We sat down on top of Cathedral Gap and enjoyed the view together. For a second time, I felt incredibly lucky. Not only I am one of the few people that get to see this magnificent view, I got to see it with my husband. This is a win.
Thirty minutes later, we were heading back to Camp Muir.
We got back to Muir about an hour later and rested just a bit. We were told three of our team member reaches the summit about 7:15am. I was so proud of them! Congratulations for Justin, Lance and Mark! Due to the weather, they only stayed up on the summit for 45 minutes and didn’t even go to the higher point in the middle of the crater to sign the book. Anywhere on the rim is a legal summit, and they will go into the parks records with the date and their names sicne they did make it. The three stayed at the crater rim just long enough to take pictures and head back down.
Around 10am, we started to pack our gear to get ready back to Paradise. John and I had a head start since he might have to walk a bit slower due to his hip. It was an awesome day. The sun was out and there was absolutely no wind. The mountain was smiling at us. It was absolutely beautiful day. That was another proof that the mountain weather can change from one extreme to another without warning. We ran into Climb Team 3 around 8300ft and wished them luck. We glissaded off the mountain and took our time to walk. Around Panorama Point (6800ft) – I heard someone calling my name. I looked around and there was a familiar face. My best friend, Marisa, was hiking up to greet me! That was so awesome of her! We continued to walk down together and got to Paradise around 2pm. I walked to the Paradise Inn and immediately called my girls’s name since I knew they were there. Within a second, I heard my youngest girl scream out ‘Mama!!’ and follow by my oldest. They both ran towards me and leaped into my arm. That was double win!
We had celebration dinner at 5 with Lou Whittaker and the rest of the team. I was recognized as an extraordinaire fundraiser and a great inspiration. I was honored. My girls got a little souvenir from American Lung Association as a token of appreciation on my behalf. Both John and I got our certificate from RMI and ALAW, did the whole photo and such.
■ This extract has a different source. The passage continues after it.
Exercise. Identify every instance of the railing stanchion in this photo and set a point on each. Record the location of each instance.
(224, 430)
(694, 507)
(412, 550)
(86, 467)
Overall, it was unbelievable journey. Despite the fact that I didn’t summit, I know that I accomplished a huge thing. I did my best and gave it all, and more.
The miracle isn’t that I finished. The miracle is that I had a courage to start — John J. Bingham
The mountain is not going anywhere and I will be back. Jake, Elias and Erik – thank you SO much for an awesome experience. You are an awesome guides and I appreciate everything you do to make this journey so memorable for me. I will see you around on the mountain!